Biting off more than I can chew: Songification

Standard

So I had a thought: the human voice has been picked over to find sonic commonalities (at least within cultures) of expression. For instance, when someone gets vibrantly angry, they tend to get louder and their muscles tense up all over – including their vocal tract. This translates to a change in how their voice sounds. These changes are relative to a person’s own baseline, but the voice changes predictably.

I had another thought: verbal performance of poetry is awfully close to music. It has a sense of pitch, rhythm, flow, tension, and release. It’s structured differently than most popular music, but the pieces are there.

So then I had an idea: I should build an automated system that could take a recording of any (Western, English-language) meaningful verbal performance of a poem and turn it inso music that reflects or supports the aesthetics and affective nature of the performance. The system would effectively deconstruct not the meaning of the words, but the feeling of the voice performing the poem and turn that into music. Patterns that suggest anger should generate more tense music. Patterns that suggest ennui should generate more detached music. You get the idea.

I’ve spent more time on this than I really should, so I’m going to share my failures with you and move on. Actually, that’s too harsh and I should give myself a little more credit. Besides, who doesn’t like reading a blog post where the author talks about how great they are?
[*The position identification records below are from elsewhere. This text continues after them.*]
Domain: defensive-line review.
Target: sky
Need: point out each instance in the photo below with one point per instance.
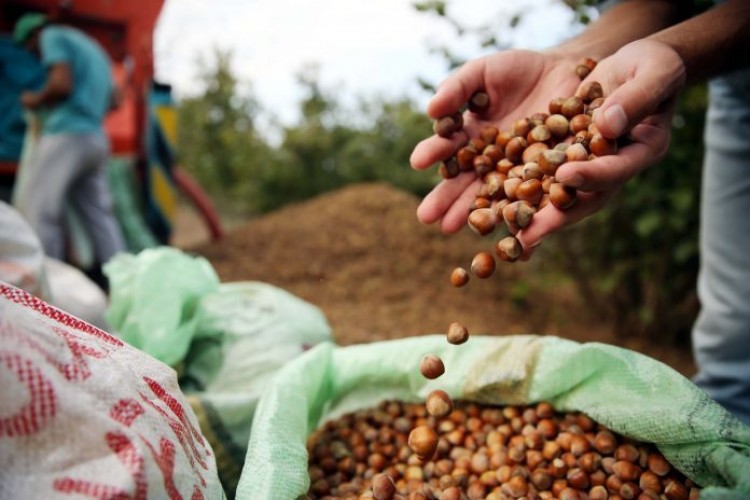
(362, 48)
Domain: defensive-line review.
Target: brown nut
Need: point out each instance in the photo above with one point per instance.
(483, 265)
(431, 366)
(555, 105)
(530, 190)
(457, 333)
(446, 126)
(383, 487)
(459, 277)
(590, 91)
(601, 146)
(449, 168)
(479, 102)
(558, 125)
(482, 221)
(551, 160)
(518, 214)
(423, 441)
(509, 249)
(439, 403)
(562, 196)
(572, 106)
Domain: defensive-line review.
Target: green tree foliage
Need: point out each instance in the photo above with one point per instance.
(218, 140)
(636, 261)
(329, 147)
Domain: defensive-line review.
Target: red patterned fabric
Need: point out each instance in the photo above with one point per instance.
(83, 414)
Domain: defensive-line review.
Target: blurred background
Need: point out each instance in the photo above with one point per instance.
(285, 116)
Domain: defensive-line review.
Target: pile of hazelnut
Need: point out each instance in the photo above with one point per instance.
(484, 452)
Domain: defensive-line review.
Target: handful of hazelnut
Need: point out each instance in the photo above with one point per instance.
(517, 166)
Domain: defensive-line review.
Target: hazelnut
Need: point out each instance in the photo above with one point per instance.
(439, 404)
(457, 333)
(530, 190)
(572, 106)
(658, 464)
(562, 196)
(465, 158)
(509, 249)
(558, 125)
(431, 366)
(555, 105)
(449, 168)
(488, 133)
(482, 221)
(577, 152)
(590, 91)
(383, 487)
(550, 160)
(515, 148)
(483, 265)
(446, 126)
(479, 102)
(459, 277)
(533, 152)
(423, 441)
(601, 146)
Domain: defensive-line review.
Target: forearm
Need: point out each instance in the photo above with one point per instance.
(714, 42)
(623, 23)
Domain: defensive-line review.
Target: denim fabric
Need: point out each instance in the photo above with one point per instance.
(70, 168)
(721, 335)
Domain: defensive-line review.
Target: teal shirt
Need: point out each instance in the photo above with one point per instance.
(84, 109)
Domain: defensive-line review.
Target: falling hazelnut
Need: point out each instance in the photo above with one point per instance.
(509, 249)
(483, 265)
(383, 487)
(423, 441)
(438, 403)
(431, 366)
(459, 277)
(457, 333)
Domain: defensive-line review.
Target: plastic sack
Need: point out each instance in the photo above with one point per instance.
(86, 415)
(245, 333)
(227, 340)
(21, 253)
(154, 297)
(632, 394)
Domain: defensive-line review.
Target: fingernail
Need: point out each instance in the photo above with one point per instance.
(616, 119)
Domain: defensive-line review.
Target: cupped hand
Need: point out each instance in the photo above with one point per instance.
(640, 82)
(519, 84)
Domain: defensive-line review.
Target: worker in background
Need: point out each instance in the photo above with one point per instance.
(69, 160)
(647, 53)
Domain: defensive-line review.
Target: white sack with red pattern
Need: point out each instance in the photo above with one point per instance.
(84, 415)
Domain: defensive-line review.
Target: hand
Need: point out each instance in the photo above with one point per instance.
(30, 100)
(641, 82)
(519, 83)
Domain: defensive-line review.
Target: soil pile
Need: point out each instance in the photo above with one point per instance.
(361, 256)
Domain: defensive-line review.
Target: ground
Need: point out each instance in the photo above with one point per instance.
(361, 256)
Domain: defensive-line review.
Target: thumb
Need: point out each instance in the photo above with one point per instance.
(654, 80)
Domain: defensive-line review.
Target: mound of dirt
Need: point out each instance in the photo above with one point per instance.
(361, 256)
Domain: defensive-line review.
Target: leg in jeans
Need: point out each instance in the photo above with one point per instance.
(91, 197)
(55, 164)
(721, 335)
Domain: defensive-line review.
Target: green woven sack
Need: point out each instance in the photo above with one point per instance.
(626, 391)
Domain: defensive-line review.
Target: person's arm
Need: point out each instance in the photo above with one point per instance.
(715, 42)
(641, 82)
(519, 84)
(621, 24)
(58, 87)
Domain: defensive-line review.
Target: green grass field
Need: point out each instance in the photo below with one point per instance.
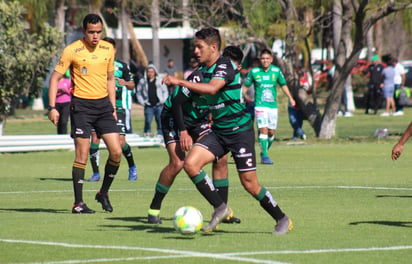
(349, 202)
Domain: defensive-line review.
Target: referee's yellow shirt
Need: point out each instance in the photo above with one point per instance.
(88, 68)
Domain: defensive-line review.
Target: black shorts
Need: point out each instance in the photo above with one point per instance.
(121, 120)
(171, 134)
(86, 114)
(240, 144)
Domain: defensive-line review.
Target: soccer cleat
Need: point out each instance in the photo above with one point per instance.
(283, 226)
(217, 217)
(266, 160)
(81, 208)
(133, 173)
(95, 177)
(104, 200)
(154, 219)
(231, 219)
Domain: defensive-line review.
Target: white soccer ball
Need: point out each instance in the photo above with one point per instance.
(188, 220)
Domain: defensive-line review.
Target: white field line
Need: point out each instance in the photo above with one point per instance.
(194, 189)
(233, 256)
(178, 253)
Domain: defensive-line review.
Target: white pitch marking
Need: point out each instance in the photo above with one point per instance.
(181, 253)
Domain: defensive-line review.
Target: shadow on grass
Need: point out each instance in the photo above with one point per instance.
(393, 196)
(141, 224)
(36, 210)
(55, 179)
(387, 223)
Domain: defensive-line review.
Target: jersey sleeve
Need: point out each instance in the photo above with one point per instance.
(224, 70)
(64, 62)
(281, 79)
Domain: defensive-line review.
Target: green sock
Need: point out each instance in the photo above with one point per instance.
(263, 140)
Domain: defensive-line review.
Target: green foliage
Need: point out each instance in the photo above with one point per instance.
(24, 57)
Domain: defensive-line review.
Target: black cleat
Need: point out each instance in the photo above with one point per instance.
(81, 208)
(154, 219)
(231, 220)
(104, 200)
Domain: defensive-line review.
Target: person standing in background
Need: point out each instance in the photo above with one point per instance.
(152, 93)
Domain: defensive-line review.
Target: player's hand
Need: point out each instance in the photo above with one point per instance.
(54, 116)
(170, 80)
(397, 151)
(186, 140)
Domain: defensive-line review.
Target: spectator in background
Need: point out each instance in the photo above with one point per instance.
(295, 112)
(374, 93)
(171, 70)
(63, 98)
(249, 92)
(388, 85)
(193, 65)
(151, 93)
(399, 84)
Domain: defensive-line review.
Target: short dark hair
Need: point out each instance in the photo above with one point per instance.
(234, 53)
(110, 40)
(91, 19)
(266, 51)
(210, 35)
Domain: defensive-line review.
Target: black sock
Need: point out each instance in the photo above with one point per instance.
(269, 204)
(160, 193)
(127, 152)
(94, 157)
(78, 170)
(205, 186)
(222, 187)
(110, 171)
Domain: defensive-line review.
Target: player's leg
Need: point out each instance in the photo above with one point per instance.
(94, 155)
(266, 200)
(198, 157)
(221, 182)
(126, 149)
(165, 181)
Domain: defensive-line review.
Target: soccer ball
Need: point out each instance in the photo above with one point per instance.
(188, 220)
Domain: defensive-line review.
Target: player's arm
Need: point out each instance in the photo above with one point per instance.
(53, 87)
(287, 93)
(398, 148)
(203, 88)
(186, 140)
(111, 89)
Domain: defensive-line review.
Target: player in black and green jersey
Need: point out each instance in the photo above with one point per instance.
(265, 79)
(184, 120)
(232, 131)
(124, 80)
Here’s where I’ve succeeded:

  • making some objectively creepy music (Happy Halloween?)
  • the system does respond reasonably well to building tension
  • recording of a poem goes in, unique music comes out

Here’s where I’ve failed:

  • I wanted the system to be fully automated. I’m not sure if fully automated is possible, but I do believe that nearly fully automated is possible.
  • While the music is unique, there’s too much homogeny between the poems
  • I used a between-poems design, when maybe I should have used a within-poems design.

I think my biggest stumbling block here is that I got so lost in my proof-of-concept stage while using a typical DAW (Logic 9), I never got into using more specialized and arguably more suited tools like MaxMSP. I went through several iterations of the prototype before I decided to cut my losses and move on. Perhaps the problem is that I am using the wrong tools.

So as I mentioned, I wanted this system to be fully automated. With no user input other than the source poem, I wanted meaningful musical output. My system ended up needing massaging, kind of like Brian Eno & Peter Chilver’s Bloom app. I had to set the musical scales used for each poem instead of this choice being driven from data in the sound file. This is a technological constraint of Logic, or at least it is a constraint of my understanding of Logic. I couldn’t figure out how to get plugins to send control data to each other (with a few exceptions). MaxMSP can do this.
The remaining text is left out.